The Purpose of Next Step: 
It is our vision that this program provide:
  • The support of weekly group meetings where participants can share their struggles and accomplishments  in an atmosphere of trust and the readiness to affirm/challenge.
  • Personal development programming, using psycho-spiritual tools such as the Enneagram and Non-violent Communication to help participants grow in understanding self and others, and become committed  to transparency and honesty in their daily lives.
  • Practical input on money management, addictions, nutrition, etc.
  • Personal support through one-to-one meetings, prior to release and during parolees’ first months in the community.
  • Limited financial assistance based on the resources of Next Step and the needs of the individual.
  • The support of volunteers who provide encouragement, friendship, and insight at weekly meetings and beyond.
  • A “corridor of support” into the community consisting of assistance getting I.D.s and birth certificates, in finding avenues to employment, housing, social assistance, opportunities for further education and/or job training.
  • Clear communication and networking with prison and parole personnel.
  • Accountability to benefactors and sponsoring faith groups in the form of updates on what is happening in Next Step and how donations are being used.


Who can participate?

   The number of members participating in Next Step programming  varies between 8 and 10 inmates and parolees, with 2 coming from Rockwood Institution on temporary passes and the others living at Quixote House, halfway houses, or with family. Participants come from every religious affiliation and no religious affiliation. They range in age from early 20’s to late 50’s. Some are single and some in partnerships; some have family connections/support and others do not.  Participants come from a variety of ethnic backgrounds. 
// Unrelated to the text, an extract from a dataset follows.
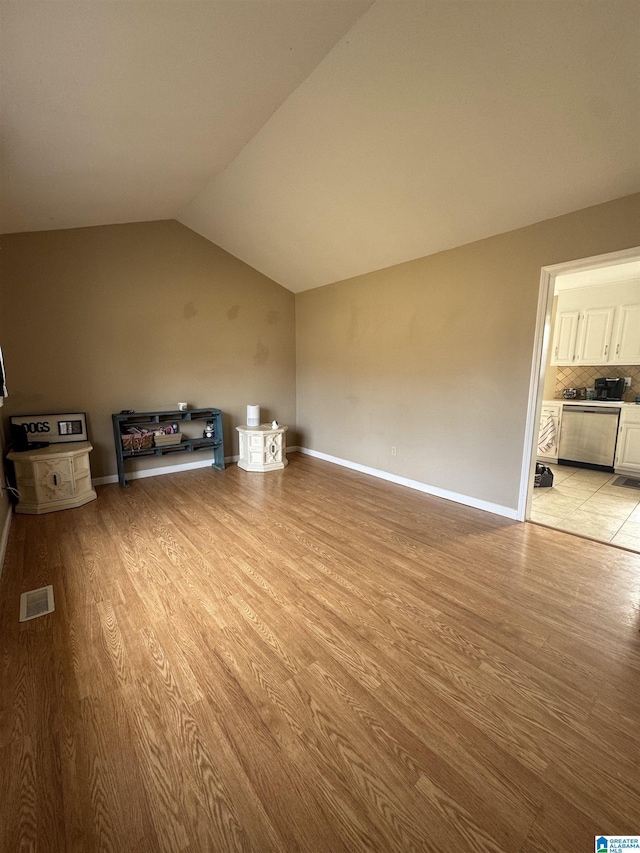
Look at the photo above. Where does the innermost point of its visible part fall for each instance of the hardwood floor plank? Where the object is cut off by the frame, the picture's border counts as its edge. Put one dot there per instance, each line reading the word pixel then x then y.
pixel 313 660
They have a few things in common:

  • Commitment to taking their lives in a new direction.
  • Desire to meet in a group setting conducive to open and honest sharing.
  • Willingness to make Thursday night meeting a top priority.
  • Realization that they need support.

Guiding Principles:


1. Circumstance of the past and time spent in prison combine to produce men who are wounded. Support for parolees calls for a blend of gentleness and firm, structured presence so they will feel both encouraged and challenged.


2. While acknowledging their brokenness, offenders also need to see a reflection of their own potential and goodness in the eyes of those who journey with them, so they can eventually come to see it on their own.


3. Failure to succeed on a first release is not to be  judged as a permanent failure, but potentially the “one step back” preceding or following the “two steps forward” in an ongoing journey to greater self-knowledge including a deeper awareness of  one’s own weakness and a deeper understanding of the pitfalls for which one must be prepared.